WARNING: The following contains spoilers for the third season of HBO's True Detective, airing now.
One major positive of True Detective's third season is that it plays to the strengths of the first season from 2014. The adventures of Mahershala Ali's Wayne Hays and Stephen Dorff's Roland West as they try to solve the murder of young Will Purcell in the '80s and what happened to his abducted sister, Julie, over the course of the next two decades feels similar to the conspiracy Matthew McConaughey's Rust Cohle and Woody Harrelson's Marty Hart tried to expose.
With just one more episode left this year, though, we're starting to see that both seasons have not only a common theme, but also clues that speak to a common villain.
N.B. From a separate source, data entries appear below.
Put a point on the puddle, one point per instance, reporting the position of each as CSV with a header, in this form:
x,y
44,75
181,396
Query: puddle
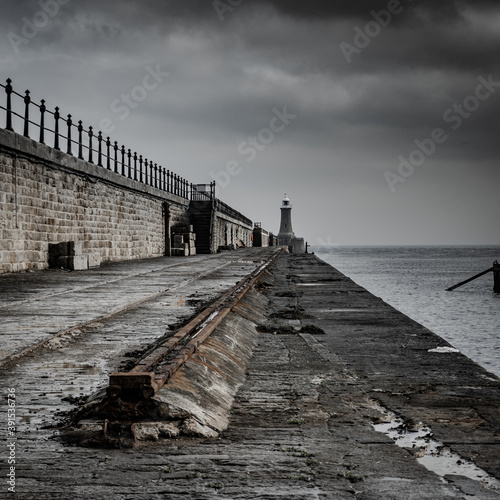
x,y
431,453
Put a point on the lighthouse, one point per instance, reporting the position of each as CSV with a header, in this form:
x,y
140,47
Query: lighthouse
x,y
285,236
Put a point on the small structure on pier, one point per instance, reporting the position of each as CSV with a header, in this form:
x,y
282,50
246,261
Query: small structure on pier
x,y
286,236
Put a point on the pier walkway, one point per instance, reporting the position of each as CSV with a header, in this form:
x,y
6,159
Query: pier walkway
x,y
333,366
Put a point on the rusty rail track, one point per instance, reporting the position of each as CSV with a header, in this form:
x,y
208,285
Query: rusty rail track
x,y
155,369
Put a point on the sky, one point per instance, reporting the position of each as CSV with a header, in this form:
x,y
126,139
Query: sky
x,y
379,119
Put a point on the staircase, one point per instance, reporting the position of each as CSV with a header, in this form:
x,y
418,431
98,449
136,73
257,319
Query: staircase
x,y
200,214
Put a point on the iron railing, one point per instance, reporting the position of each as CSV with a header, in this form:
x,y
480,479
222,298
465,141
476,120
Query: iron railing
x,y
88,145
206,192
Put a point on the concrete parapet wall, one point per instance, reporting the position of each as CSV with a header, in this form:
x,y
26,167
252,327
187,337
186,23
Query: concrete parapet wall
x,y
50,197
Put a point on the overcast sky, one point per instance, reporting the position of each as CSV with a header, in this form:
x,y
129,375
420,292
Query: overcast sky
x,y
379,119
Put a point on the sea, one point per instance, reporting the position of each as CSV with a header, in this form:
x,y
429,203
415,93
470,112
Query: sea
x,y
414,281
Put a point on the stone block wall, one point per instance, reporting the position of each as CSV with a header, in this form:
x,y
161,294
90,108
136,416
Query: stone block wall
x,y
227,231
47,197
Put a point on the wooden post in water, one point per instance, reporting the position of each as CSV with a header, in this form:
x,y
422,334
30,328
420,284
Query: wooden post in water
x,y
496,277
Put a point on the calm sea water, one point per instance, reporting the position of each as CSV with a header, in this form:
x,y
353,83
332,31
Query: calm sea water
x,y
414,280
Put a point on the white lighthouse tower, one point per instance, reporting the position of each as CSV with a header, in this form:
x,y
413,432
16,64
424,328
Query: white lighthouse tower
x,y
286,235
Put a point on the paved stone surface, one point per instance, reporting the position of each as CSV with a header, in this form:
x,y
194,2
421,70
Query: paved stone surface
x,y
301,426
35,306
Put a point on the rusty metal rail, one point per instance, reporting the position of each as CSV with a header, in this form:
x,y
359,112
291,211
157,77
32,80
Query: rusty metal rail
x,y
154,371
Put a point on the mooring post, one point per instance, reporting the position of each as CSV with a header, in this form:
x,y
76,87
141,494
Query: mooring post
x,y
496,277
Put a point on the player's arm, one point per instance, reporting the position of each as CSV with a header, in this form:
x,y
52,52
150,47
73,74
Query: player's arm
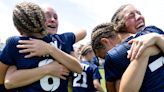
x,y
97,85
18,78
139,44
39,48
132,78
110,86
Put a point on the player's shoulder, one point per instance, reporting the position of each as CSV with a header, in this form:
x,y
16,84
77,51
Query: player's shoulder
x,y
152,28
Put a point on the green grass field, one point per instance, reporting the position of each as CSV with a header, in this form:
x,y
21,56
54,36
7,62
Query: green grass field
x,y
103,79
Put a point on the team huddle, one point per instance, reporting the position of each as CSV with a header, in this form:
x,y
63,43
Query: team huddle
x,y
40,60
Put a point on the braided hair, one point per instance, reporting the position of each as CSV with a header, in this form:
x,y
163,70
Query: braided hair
x,y
118,19
29,18
104,30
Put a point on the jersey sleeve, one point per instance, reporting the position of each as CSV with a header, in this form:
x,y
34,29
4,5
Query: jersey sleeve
x,y
8,52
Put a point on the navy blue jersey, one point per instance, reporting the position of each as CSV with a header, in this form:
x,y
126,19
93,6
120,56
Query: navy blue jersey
x,y
116,63
84,82
11,56
2,88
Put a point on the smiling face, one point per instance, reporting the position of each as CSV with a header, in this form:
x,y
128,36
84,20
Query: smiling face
x,y
134,21
51,20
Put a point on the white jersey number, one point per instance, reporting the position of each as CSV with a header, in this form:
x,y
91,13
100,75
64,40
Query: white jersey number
x,y
49,83
82,76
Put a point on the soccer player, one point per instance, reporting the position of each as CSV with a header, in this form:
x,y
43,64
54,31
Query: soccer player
x,y
89,79
105,39
30,21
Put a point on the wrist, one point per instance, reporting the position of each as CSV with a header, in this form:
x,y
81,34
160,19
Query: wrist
x,y
44,70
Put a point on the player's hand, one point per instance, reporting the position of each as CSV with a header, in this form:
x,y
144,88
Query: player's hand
x,y
34,47
139,44
58,70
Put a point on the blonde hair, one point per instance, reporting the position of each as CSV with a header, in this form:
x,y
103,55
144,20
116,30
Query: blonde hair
x,y
29,18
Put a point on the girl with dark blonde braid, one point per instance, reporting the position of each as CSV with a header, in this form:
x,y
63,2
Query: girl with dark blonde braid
x,y
112,45
29,19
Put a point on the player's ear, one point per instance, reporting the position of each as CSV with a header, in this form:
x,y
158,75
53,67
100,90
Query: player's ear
x,y
105,41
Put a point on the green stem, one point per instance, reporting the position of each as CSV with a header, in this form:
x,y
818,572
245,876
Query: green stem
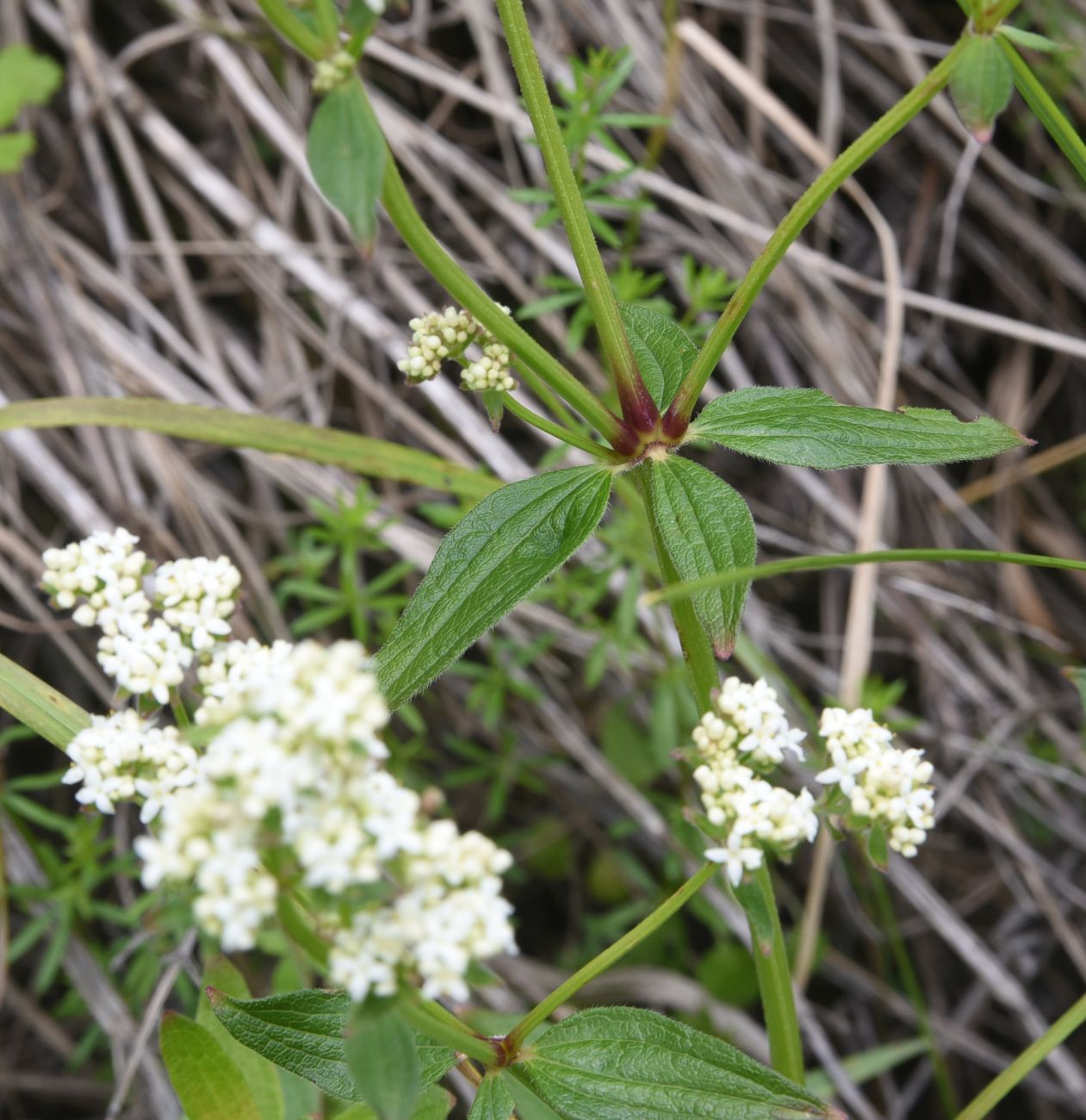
x,y
637,404
1046,110
561,995
566,435
292,29
679,592
538,368
982,1104
767,945
698,650
804,209
446,1029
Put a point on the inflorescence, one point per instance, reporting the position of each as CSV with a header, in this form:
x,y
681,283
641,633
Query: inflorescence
x,y
282,793
449,334
746,737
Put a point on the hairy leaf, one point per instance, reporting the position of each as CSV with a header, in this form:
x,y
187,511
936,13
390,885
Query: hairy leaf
x,y
487,563
705,527
303,1031
806,428
258,1072
383,1061
346,152
981,85
663,351
43,709
617,1063
26,78
376,457
206,1081
493,1100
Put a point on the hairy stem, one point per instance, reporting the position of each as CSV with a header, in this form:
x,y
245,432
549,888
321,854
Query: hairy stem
x,y
638,407
599,964
804,209
538,368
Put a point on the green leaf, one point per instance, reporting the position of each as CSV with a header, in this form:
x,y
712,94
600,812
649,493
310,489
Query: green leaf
x,y
346,152
15,146
705,527
616,1063
1046,110
302,1031
1031,40
806,428
26,78
981,85
206,1081
486,564
382,1059
663,351
376,457
258,1072
493,1100
43,709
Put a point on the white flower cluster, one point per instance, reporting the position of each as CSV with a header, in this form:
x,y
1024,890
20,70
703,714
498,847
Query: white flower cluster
x,y
448,334
122,757
288,788
884,784
742,739
103,579
331,73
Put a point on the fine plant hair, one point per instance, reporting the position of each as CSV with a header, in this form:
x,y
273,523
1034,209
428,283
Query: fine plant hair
x,y
404,919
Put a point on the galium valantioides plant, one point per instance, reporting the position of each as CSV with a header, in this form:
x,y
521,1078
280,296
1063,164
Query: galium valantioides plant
x,y
262,773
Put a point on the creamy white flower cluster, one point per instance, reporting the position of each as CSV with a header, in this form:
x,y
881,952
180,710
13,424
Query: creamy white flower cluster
x,y
884,785
148,643
448,334
740,742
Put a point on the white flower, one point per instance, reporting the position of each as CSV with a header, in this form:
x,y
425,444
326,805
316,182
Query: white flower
x,y
436,336
101,577
145,657
122,757
884,785
197,596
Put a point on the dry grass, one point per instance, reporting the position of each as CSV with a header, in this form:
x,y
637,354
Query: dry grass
x,y
166,242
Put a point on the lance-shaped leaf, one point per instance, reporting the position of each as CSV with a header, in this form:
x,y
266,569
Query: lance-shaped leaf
x,y
487,563
806,428
366,456
619,1063
493,1100
346,152
706,529
208,1083
663,351
303,1031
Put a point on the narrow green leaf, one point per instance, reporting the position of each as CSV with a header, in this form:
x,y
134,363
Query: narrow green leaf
x,y
302,1031
43,709
486,564
376,457
493,1100
981,85
663,351
258,1072
15,146
806,428
1046,110
206,1081
26,78
346,152
1031,40
616,1063
705,527
382,1059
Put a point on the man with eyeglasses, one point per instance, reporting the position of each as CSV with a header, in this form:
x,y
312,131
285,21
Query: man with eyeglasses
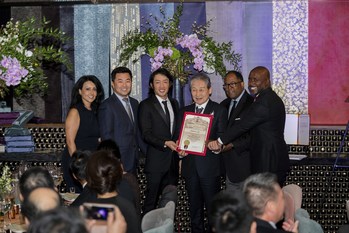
x,y
266,122
236,154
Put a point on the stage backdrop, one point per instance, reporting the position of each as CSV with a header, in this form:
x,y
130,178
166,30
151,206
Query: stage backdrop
x,y
304,44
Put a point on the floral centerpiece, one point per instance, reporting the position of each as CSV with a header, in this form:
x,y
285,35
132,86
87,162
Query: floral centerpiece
x,y
168,47
24,47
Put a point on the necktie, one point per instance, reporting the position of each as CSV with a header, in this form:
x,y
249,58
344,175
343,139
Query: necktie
x,y
232,109
167,113
128,108
198,109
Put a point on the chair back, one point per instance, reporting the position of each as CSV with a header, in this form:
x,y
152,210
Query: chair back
x,y
159,220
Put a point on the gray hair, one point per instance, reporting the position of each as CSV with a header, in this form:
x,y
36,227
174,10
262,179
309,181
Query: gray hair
x,y
201,76
259,189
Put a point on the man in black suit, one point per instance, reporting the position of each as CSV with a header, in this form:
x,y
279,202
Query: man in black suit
x,y
157,121
117,119
236,155
266,122
266,198
202,173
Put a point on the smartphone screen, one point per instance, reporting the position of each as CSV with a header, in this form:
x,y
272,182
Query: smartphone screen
x,y
97,212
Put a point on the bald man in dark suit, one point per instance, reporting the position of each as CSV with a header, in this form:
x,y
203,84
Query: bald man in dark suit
x,y
236,155
266,122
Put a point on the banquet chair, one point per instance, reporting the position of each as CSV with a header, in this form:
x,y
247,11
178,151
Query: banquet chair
x,y
159,220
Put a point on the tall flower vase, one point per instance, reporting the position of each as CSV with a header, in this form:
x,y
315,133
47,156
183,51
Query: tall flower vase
x,y
178,92
5,206
7,100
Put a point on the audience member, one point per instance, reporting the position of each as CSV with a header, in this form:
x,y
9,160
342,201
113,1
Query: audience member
x,y
157,121
59,220
202,173
39,201
81,125
230,213
236,155
78,168
32,178
103,173
266,122
266,199
118,119
128,186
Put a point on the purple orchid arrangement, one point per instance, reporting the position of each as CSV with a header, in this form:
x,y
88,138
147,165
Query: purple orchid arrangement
x,y
11,71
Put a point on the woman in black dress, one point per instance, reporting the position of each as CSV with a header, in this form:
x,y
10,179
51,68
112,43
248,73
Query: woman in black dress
x,y
103,174
81,125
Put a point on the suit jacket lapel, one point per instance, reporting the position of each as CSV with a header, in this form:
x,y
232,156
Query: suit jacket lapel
x,y
119,105
159,109
175,112
209,109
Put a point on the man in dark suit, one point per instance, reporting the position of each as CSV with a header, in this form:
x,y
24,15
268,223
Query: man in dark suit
x,y
266,122
202,173
117,119
157,121
236,155
266,198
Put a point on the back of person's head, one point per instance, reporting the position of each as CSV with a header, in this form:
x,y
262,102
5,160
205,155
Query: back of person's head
x,y
32,178
59,220
78,164
39,201
230,213
259,189
103,171
110,145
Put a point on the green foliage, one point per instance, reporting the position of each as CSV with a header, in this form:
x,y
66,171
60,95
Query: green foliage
x,y
32,43
164,32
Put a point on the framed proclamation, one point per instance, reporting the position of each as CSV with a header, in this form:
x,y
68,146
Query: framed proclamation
x,y
194,133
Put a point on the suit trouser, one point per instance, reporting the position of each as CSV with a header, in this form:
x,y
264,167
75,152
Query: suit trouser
x,y
201,192
156,181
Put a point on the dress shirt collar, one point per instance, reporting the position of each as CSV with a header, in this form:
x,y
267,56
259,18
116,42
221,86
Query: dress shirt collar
x,y
121,97
202,105
161,99
272,224
239,97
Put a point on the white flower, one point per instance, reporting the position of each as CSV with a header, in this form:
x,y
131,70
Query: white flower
x,y
28,53
208,69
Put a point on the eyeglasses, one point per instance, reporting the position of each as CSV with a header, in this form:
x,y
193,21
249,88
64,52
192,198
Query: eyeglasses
x,y
231,84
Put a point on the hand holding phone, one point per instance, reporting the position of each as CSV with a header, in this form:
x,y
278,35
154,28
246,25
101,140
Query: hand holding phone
x,y
97,211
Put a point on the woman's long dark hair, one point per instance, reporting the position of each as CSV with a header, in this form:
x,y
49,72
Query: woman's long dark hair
x,y
76,97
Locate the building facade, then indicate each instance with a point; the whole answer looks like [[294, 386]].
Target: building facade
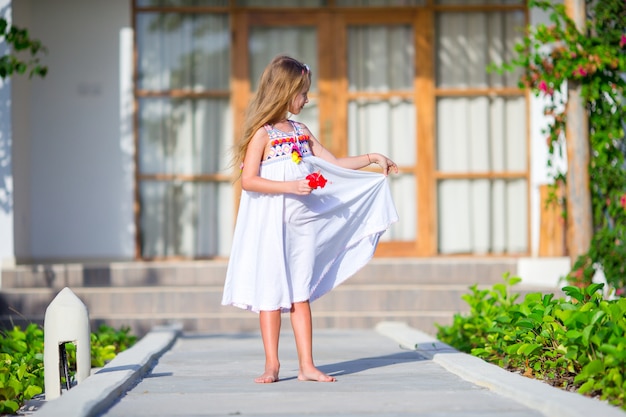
[[122, 151]]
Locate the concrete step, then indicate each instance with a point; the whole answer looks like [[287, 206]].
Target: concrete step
[[142, 295], [136, 274]]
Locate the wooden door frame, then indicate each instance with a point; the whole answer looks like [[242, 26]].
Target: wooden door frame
[[333, 96], [421, 21]]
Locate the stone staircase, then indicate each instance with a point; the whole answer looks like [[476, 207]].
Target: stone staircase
[[420, 292]]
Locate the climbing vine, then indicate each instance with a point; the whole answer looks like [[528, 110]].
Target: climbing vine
[[552, 55]]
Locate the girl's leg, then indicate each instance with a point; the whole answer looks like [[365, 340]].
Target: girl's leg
[[270, 332], [303, 332]]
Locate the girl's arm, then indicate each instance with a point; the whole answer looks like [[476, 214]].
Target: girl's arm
[[250, 179], [352, 162]]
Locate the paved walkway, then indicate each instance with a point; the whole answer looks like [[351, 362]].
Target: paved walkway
[[392, 370]]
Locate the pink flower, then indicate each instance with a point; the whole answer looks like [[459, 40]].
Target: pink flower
[[543, 86], [295, 154], [316, 180], [580, 71]]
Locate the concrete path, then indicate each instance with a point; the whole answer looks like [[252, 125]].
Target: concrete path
[[392, 370]]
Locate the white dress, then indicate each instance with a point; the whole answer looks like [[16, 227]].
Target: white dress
[[289, 248]]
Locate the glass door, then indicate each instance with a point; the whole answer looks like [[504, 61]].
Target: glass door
[[362, 96]]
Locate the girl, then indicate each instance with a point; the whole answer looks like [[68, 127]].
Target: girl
[[307, 220]]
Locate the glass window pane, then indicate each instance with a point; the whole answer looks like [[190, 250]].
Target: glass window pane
[[488, 134], [184, 136], [467, 43], [381, 58], [483, 216], [183, 51], [265, 43], [185, 219], [387, 127]]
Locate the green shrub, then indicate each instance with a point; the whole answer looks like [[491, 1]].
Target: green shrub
[[577, 343], [21, 360]]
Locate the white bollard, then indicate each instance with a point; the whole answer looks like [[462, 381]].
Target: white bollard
[[66, 321]]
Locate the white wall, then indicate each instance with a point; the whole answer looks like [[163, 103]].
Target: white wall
[[20, 117], [540, 174], [80, 165], [6, 159]]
It's only natural that the show's next chapter be a sequel to Rust and Marty's journey in Season 1.
It's no secret everyone loves Season 1, critics and fans alike. The cast was solid and the story about a pedophile ring in Louisiana was too engaging to ignore. There was an emotional depth that Season 2 (a standalone crime procedural with a narrative that stood apart from its predecessor) lacked, which resulted in something that was more style than substance.
This is why folks were skeptical about whether Season 3 could course correct the show and provide a return to form, and so it has. Wayne and Roland have a different dynamic, but their chemistry is there, reminding us of how Rust and Marty's dysfunctional partnership worked. Returning the series' landscape to Season 1 is a logical step now that we're seeing that the family of power they went up against, the Tuttles, have a kindred spirit in the Purcell case's Hoyts.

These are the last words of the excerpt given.